The Conflict Between Hedonism and Altruism
There is a conflict between the two assumptions of the humanist value theory, hedonism and altruism.
Hedonism situates value in the feelings of pain and pleasure. Feelings are subjective. They are tied to a perspective. They only exist (as feelings) for the subject who experiences them. Thus, if value consists of feelings, then value is subject-dependent. My feelings are not your feelings, and thus my value is not your value.
But the altruism principle says that your value is, or should be, my value. Given the assumption of hedonism, altruism implies that your feelings have value to me, even though I don’t feel them. In that case, it can’t be the feeling that makes them valuable to me.
That’s the conflict. Altruism and hedonism have inconsistent views of value. Hedonistic value is subject-dependent. Altruistic moral value is subject-independent.
Some people claim that hedonism is self-evident, based on an appeal to experience. In their view, we know that pain is bad because it feels bad, and we know that pleasure is good because it feels good. This is really a definition of bad and good, not an empirical argument. Regardless, it conflicts with altruism, because I don’t feel the pain or pleasure of others. Their pain doesn’t feel bad to me, and their pleasure doesn’t feel good to me. If I know that pain is bad and pleasure is good from direct experience, then I also know that the pain of others is not bad and the pleasure of others is not good.
If hedonism is self-evident, then so is selfishness.
We can define different types of altruism for different types of utility: energetic, biological and psychological. Energetic altruism is giving resources/labor to others. Biological altruism is helping others to reproduce at some cost to your own reproductive fitness. Psychological altruism is sacrificing value for the sake of others.
Psychological altruism is impossible. Voluntary action is doing what you want, or in other words, acting toward what you value. You can’t voluntarily do something unless you value doing it. So, you are always acting toward what you value.
By definition, altruism is bad for you. The cost exceeds the benefit. Given that altruism has negative value to you, there is no reason to be altruistic. You can be energetically or biologically altruistic, but only for psychologically selfish reasons.
For example, I am energetically altruistic toward my children, because I value their safety, health and comfort. That energetic altruism is biologically and psychologically selfish.
The hedonism and altruism assumptions are not compatible. If you accept the hedonism assumption, then the happiness of others would only have value to you if it was instrumental to your happiness.

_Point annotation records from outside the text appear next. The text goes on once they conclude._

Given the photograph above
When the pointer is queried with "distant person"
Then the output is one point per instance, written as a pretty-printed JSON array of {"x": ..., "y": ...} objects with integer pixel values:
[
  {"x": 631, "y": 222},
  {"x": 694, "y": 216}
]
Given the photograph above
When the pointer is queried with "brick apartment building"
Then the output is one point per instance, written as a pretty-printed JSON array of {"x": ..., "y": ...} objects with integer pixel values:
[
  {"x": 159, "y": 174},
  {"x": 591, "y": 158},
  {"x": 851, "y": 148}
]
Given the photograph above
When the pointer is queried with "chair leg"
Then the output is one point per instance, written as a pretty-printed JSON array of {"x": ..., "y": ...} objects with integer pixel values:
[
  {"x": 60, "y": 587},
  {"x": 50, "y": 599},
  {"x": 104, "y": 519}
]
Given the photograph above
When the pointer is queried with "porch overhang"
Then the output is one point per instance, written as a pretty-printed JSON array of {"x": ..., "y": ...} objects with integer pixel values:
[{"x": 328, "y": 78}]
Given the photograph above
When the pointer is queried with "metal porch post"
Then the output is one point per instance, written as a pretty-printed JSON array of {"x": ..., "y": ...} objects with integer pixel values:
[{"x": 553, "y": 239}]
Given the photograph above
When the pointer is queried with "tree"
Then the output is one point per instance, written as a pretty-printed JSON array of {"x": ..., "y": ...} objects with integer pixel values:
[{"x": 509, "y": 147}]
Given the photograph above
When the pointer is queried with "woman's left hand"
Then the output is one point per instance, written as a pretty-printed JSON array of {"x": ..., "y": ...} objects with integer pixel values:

There is an important distinction between personal and moral value. Personal value defines good and bad from a subjective, individual perspective. Moral value defines good and bad from an objective, cosmic perspective. What is good for me, personally, is not necessarily morally good.
Morality assumes that the individual contains two different, conflicting value-perspectives: personal and moral. He makes personal value judgments and moral value judgments. He is motivated toward both personal and moral good. Moral value is both personal and cosmic, subjective and objective.
This makes no sense at all. Morality is incoherent.
Most of the time, what people view as moral value is actually social value, which is imposed on the individual by incentives. Shared values emerge culturally, and we collectively impose them on ourselves. There are no moral values or imperatives. There are social values and imperatives, which are imposed on individuals by society.
See What is Morality?.
The humanist value theory is incoherent. More generally, morality is incoherent.